I understand that the girl is now on another waiting list for assessment, this time with a different consultant paediatrician with a special interest in disabilities. The initial appointment is not until 1 December 2005 and this girl must wait a great deal longer for treatment. It is imperative that this child receives appropriate treatment rather than more assessments. It is not acceptable that the treatment recommended by a number of professionals is not available and that the parents of this ten year old girl are fobbed off indefinitely. For each day, week or month she is without the appropriate treatment, she is being further disadvantaged and excluded and is dropping further behind in school.
I ask the Minister to address this problem and put in place the facilities and systems needed. The girl has a number of learning difficulties. She needs occupational therapy as well as additional resource teaching, for example. She has not received any adequate services in her ten years and, as one can imagine, this is not acceptable for this girl's welfare and it is very frustrating for her parents. I would be grateful for the assistance of the Minister on behalf of this girl.
I thank Deputy Upton for raising this matter on the Adjournment. I am responding on behalf of my colleague, the Tánaiste and Minister for Health and Children, Deputy Harney. Under the Health Act 2004, the Health Service Executive has responsibility to manage and deliver or arrange to be delivered on its behalf health and personal social services. Service at Our Lady's Hospital for Sick Children, Crumlin, are provided under an arrangement with the executive.
In regard to the specific issue raised by the Deputy, the Department is advised that the person concerned was referred to the occupational therapy service by one of the hospital's consultant paediatricians. The patient's family was offered occupational therapy for the child on an outpatient basis in September 2004 and treatment commenced the same month.
Following her assessment sessions, it was recommended and agreed that the child be referred for ongoing multidisciplinary intervention in the community. She was referred to the St. John of God services in Inchicore. The referral was sent by the hospital to St. John of God services in December 2004. In May 2005, St. John of God services notified the hospital that it was not in a position to meet this request but that if the consultant wished to refer the child for full-time day services, this could be examined. It is understood the matter was due for discussion at the St. John of God admissions committee meeting on 13 June.
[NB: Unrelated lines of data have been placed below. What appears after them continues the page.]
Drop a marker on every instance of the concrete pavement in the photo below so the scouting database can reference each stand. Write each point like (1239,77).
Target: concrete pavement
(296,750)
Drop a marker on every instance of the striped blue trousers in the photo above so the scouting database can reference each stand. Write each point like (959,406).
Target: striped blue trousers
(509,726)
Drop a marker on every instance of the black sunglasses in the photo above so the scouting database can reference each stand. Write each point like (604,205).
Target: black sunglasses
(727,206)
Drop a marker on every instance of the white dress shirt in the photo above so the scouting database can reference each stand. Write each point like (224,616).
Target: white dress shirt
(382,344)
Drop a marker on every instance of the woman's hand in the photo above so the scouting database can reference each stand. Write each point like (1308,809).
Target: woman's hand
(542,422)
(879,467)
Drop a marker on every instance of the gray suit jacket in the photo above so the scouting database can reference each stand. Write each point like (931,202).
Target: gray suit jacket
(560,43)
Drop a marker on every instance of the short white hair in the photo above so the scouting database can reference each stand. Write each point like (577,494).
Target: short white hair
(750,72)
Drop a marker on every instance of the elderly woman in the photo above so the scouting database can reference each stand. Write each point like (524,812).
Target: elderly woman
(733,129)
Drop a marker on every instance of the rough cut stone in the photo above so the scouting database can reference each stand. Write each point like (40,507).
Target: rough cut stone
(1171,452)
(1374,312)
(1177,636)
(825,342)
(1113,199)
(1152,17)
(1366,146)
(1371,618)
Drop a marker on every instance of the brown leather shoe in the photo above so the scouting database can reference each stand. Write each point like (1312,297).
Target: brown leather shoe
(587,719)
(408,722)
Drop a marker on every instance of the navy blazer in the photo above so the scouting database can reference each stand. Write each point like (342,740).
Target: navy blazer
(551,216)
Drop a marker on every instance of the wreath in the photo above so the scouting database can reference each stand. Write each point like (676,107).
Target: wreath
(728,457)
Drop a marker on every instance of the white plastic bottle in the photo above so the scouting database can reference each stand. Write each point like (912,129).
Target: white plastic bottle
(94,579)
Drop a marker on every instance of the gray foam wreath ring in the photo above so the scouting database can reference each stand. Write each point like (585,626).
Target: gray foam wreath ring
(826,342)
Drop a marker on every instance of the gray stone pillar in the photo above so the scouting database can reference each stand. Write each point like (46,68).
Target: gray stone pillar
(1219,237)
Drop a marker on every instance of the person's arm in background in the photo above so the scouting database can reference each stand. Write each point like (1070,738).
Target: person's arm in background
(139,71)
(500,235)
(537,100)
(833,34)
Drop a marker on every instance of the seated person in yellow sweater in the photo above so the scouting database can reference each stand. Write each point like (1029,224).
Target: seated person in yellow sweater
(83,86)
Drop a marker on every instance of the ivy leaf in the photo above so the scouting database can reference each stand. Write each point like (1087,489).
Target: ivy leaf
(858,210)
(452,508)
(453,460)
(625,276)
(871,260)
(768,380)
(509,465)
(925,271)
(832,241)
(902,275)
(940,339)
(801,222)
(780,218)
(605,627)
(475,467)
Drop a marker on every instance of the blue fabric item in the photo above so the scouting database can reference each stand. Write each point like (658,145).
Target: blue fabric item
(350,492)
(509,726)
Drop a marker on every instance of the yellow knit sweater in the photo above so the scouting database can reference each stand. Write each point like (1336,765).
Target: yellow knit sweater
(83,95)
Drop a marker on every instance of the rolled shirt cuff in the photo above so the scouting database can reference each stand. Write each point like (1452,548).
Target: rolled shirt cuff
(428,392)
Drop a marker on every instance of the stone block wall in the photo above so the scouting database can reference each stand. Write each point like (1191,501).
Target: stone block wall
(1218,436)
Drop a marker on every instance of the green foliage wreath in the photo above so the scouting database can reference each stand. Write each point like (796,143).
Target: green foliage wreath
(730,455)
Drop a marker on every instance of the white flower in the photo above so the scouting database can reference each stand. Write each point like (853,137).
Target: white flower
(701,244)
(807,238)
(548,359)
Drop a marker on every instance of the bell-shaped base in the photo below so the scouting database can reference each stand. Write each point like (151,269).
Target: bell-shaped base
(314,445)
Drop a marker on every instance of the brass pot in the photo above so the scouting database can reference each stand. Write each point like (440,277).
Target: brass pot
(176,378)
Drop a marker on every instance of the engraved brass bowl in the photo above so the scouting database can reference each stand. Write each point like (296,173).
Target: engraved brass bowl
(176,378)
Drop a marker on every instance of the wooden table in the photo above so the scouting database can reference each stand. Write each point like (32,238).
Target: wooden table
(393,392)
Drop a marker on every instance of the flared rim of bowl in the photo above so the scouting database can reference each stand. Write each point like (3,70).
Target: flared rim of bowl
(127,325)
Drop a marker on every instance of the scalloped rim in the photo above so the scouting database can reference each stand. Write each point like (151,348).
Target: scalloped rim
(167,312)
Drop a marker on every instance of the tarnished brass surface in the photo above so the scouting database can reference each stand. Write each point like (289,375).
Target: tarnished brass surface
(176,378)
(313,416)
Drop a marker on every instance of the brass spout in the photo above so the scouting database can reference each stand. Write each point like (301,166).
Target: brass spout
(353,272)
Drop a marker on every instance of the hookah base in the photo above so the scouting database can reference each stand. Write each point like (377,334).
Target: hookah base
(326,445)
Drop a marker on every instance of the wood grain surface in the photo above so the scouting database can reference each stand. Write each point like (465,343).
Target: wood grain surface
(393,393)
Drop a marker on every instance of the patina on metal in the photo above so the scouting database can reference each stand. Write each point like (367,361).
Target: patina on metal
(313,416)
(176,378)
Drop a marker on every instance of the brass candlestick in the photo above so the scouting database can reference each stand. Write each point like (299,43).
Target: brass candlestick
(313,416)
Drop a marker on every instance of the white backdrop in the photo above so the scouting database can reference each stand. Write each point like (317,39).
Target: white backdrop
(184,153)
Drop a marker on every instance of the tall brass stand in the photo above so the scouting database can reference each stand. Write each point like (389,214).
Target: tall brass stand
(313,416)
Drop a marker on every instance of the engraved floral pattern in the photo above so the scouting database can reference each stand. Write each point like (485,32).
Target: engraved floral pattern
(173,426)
Pending the outcome of the meeting, Our Lady's Hospital will request the relevant area medical officer to investigate an alternative community-based occupational therapy service to meet the child's needs. It is the opinion of the health care professionals at the hospital that her needs would best be met in a community based multidisciplinary occupational therapy service rather than in an acute setting.
The Department has asked the parliamentary affairs division of the health service executive to examine the issues involved in the hospital care and community care of this patient and to provide and up date to the Deputy at the earliest possible date. I take on board what Deputy Upton has said and appreciate the urgency of the matter. It is of no benefit to the child if this matter is left hanging. Action is necessary. I will make further inquiries in the coming days and will come back to the Deputy with further information.